Configure Context Compression — Handle Long Conversations
Set up automatic context compression so Hermes can handle long conversations without running out of context window.
Long conversations eventually hit the model's context limit. Hermes's context compression automatically summarizes older turns to make room for new messages — you get infinite conversations without losing important context.

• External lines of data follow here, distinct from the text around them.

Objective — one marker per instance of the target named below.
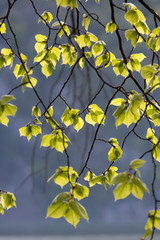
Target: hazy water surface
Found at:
(85, 237)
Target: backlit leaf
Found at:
(95, 115)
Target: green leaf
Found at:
(153, 40)
(36, 111)
(81, 62)
(85, 40)
(2, 60)
(97, 48)
(131, 16)
(79, 191)
(8, 54)
(134, 64)
(29, 82)
(8, 200)
(119, 67)
(30, 130)
(69, 54)
(156, 119)
(130, 114)
(148, 71)
(57, 209)
(72, 217)
(47, 17)
(2, 28)
(110, 27)
(65, 3)
(142, 27)
(41, 42)
(95, 115)
(115, 152)
(133, 36)
(85, 22)
(63, 28)
(47, 68)
(117, 101)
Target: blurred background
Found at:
(25, 167)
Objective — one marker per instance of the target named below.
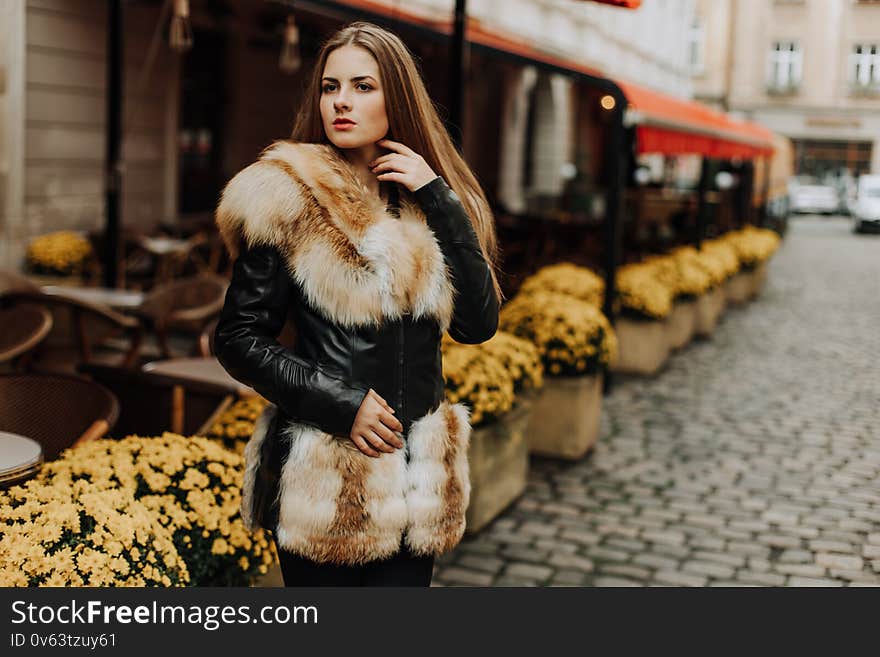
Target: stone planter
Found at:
(738, 288)
(643, 346)
(564, 422)
(681, 323)
(759, 278)
(708, 310)
(498, 462)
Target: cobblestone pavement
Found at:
(753, 459)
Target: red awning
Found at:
(664, 123)
(626, 4)
(674, 126)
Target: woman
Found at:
(369, 228)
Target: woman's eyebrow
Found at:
(354, 79)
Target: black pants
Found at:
(401, 569)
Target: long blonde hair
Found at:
(412, 120)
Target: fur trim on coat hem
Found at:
(337, 505)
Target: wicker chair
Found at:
(22, 327)
(57, 411)
(91, 324)
(11, 282)
(188, 305)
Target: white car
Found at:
(866, 211)
(812, 198)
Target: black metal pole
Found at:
(702, 205)
(616, 159)
(112, 172)
(765, 193)
(457, 74)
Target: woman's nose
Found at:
(341, 102)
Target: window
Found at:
(696, 47)
(865, 66)
(786, 60)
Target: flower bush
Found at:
(642, 292)
(61, 253)
(478, 379)
(681, 273)
(572, 336)
(83, 534)
(753, 245)
(718, 259)
(234, 426)
(191, 489)
(567, 278)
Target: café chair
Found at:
(56, 410)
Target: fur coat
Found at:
(357, 265)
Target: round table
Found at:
(199, 369)
(20, 458)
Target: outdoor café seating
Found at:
(81, 331)
(57, 411)
(186, 306)
(22, 327)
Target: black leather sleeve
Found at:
(246, 344)
(475, 316)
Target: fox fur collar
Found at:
(353, 259)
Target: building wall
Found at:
(12, 17)
(824, 107)
(61, 122)
(712, 80)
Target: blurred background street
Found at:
(753, 459)
(683, 390)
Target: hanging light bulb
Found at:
(290, 61)
(180, 35)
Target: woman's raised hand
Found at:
(374, 426)
(403, 166)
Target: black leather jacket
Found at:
(323, 379)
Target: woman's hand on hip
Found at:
(403, 166)
(374, 426)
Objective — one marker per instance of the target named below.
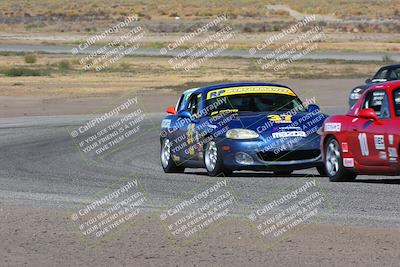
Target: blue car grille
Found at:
(289, 155)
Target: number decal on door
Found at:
(362, 137)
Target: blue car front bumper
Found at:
(267, 156)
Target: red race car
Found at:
(366, 139)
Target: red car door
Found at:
(368, 138)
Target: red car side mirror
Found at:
(171, 110)
(368, 114)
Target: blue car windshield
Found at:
(256, 103)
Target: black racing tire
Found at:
(213, 160)
(167, 162)
(334, 162)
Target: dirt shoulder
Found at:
(48, 237)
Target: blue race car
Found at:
(241, 126)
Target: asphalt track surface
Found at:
(59, 49)
(40, 166)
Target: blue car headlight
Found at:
(241, 134)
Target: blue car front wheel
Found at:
(213, 160)
(167, 162)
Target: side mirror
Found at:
(184, 114)
(171, 110)
(312, 108)
(368, 114)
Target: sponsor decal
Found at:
(348, 162)
(332, 127)
(392, 152)
(391, 139)
(224, 111)
(379, 142)
(289, 134)
(345, 147)
(249, 90)
(280, 118)
(165, 123)
(362, 138)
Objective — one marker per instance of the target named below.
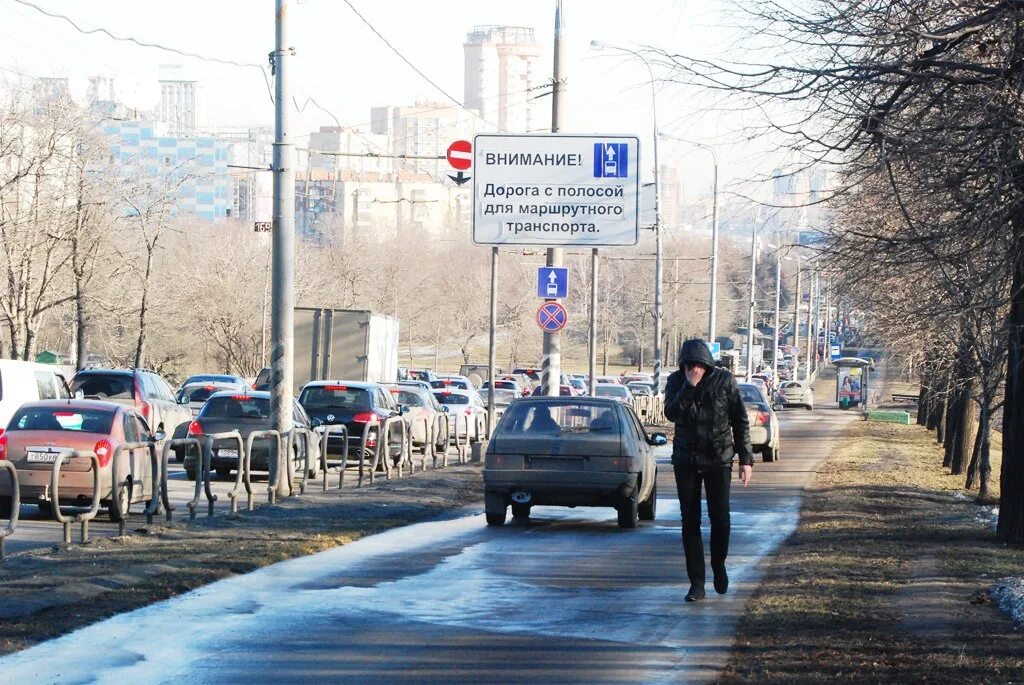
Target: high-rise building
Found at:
(178, 103)
(503, 68)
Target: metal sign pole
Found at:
(552, 362)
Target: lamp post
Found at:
(598, 45)
(713, 305)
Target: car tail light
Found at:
(104, 451)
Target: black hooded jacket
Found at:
(711, 420)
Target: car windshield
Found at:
(335, 397)
(198, 393)
(452, 398)
(408, 397)
(104, 386)
(611, 391)
(237, 407)
(67, 419)
(562, 419)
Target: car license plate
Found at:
(41, 457)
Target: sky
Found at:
(347, 69)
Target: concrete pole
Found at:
(283, 269)
(778, 302)
(753, 303)
(551, 365)
(593, 322)
(491, 340)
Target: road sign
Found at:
(553, 282)
(461, 155)
(555, 189)
(552, 316)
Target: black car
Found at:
(352, 403)
(569, 452)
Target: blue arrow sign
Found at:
(553, 283)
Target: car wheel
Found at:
(629, 513)
(648, 509)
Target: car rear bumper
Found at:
(562, 487)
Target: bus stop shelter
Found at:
(852, 381)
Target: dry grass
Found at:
(884, 580)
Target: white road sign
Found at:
(555, 189)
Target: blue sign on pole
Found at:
(553, 283)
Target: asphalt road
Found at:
(567, 598)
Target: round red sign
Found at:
(461, 155)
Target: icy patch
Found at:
(1009, 596)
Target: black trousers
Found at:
(716, 481)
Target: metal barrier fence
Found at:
(55, 495)
(15, 504)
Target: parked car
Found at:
(764, 425)
(355, 404)
(614, 390)
(27, 382)
(469, 404)
(422, 404)
(796, 393)
(570, 452)
(41, 431)
(142, 389)
(246, 413)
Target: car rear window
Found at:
(101, 386)
(237, 407)
(66, 419)
(565, 419)
(335, 397)
(452, 398)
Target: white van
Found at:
(28, 382)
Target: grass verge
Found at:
(885, 578)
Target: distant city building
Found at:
(139, 146)
(178, 103)
(503, 68)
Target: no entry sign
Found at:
(461, 155)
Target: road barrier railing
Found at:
(15, 504)
(124, 479)
(203, 472)
(169, 445)
(84, 518)
(327, 431)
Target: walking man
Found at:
(711, 429)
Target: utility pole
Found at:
(551, 365)
(753, 304)
(283, 296)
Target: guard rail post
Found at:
(55, 495)
(15, 505)
(325, 438)
(117, 483)
(271, 465)
(168, 446)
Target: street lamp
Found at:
(599, 45)
(713, 308)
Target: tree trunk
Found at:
(966, 430)
(1011, 525)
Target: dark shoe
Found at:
(721, 581)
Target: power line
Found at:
(411, 65)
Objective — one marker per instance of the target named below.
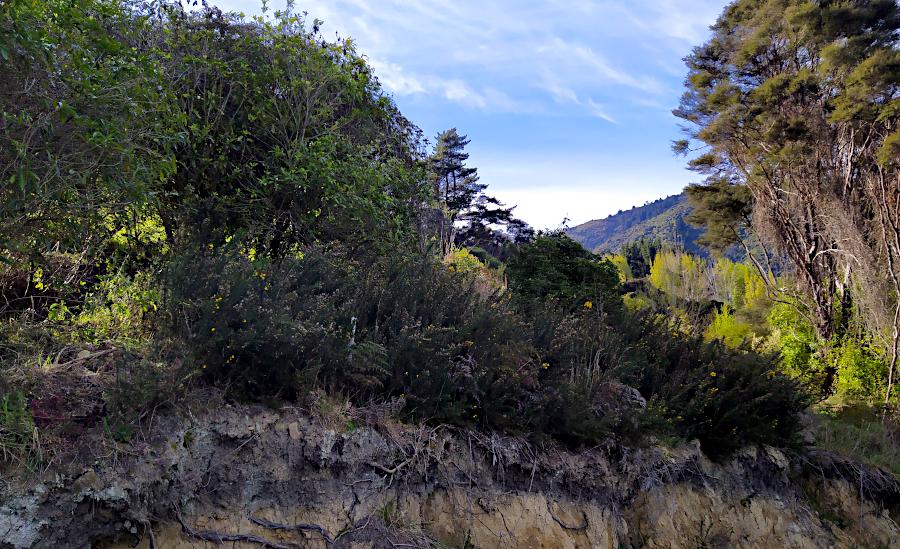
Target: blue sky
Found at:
(567, 102)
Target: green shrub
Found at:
(17, 433)
(724, 398)
(727, 329)
(555, 266)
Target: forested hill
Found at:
(662, 219)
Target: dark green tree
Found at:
(555, 266)
(797, 100)
(470, 215)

Managed cloud · API costs included · Skill library · Cancel anytime
Before you start:
- ☑Hermes Agent installed
- ☑Understanding of token limits and context windows
Steps
- 1
Enable compression
In config.yaml, set compression: enabled: true
- 2
Set the threshold
Set compression: threshold: 0.50 to compress at 50% of context limit
- 3
Configure target ratio
Set compression: target_ratio: 0.20 to preserve 20% as recent context
- 4
Protect recent messages
Set compression: protect_last_n: 20 to always keep last 20 messages intact
- 5
Choose a compression model (optional)
Set auxiliary: compression: model: google/gemini-3-flash-preview
Pro Tips
- 💡Lower threshold values trigger compression earlier — use 0.50 for aggressive compression, 0.80 for late compression
- 💡The first 3 turns (system prompt, initial request, first response) are always protected
- 💡Compression uses a fast/cheap model (Gemini Flash) by default — minimal cost impact
- 💡Use /compress <focus> to manually trigger compression with a specific focus topic
Troubleshooting
❌ Agent forgets important earlier context
✅ Increase protect_last_n to keep more recent messages. Also ensure critical information is in MEMORY.md for persistent recall.
❌ Compression happens too often
✅ Increase threshold from 0.50 to 0.70 or 0.80 to delay compression until more of the context window is used.
❌ Compression summaries are low quality
✅ Change the compression model to a higher-quality option: auxiliary: compression: model: anthropic/claude-3-haiku
❌ Context pressure warnings but no compression
✅ Check that compression: enabled: true is set. Also verify your model's context_length is correctly detected.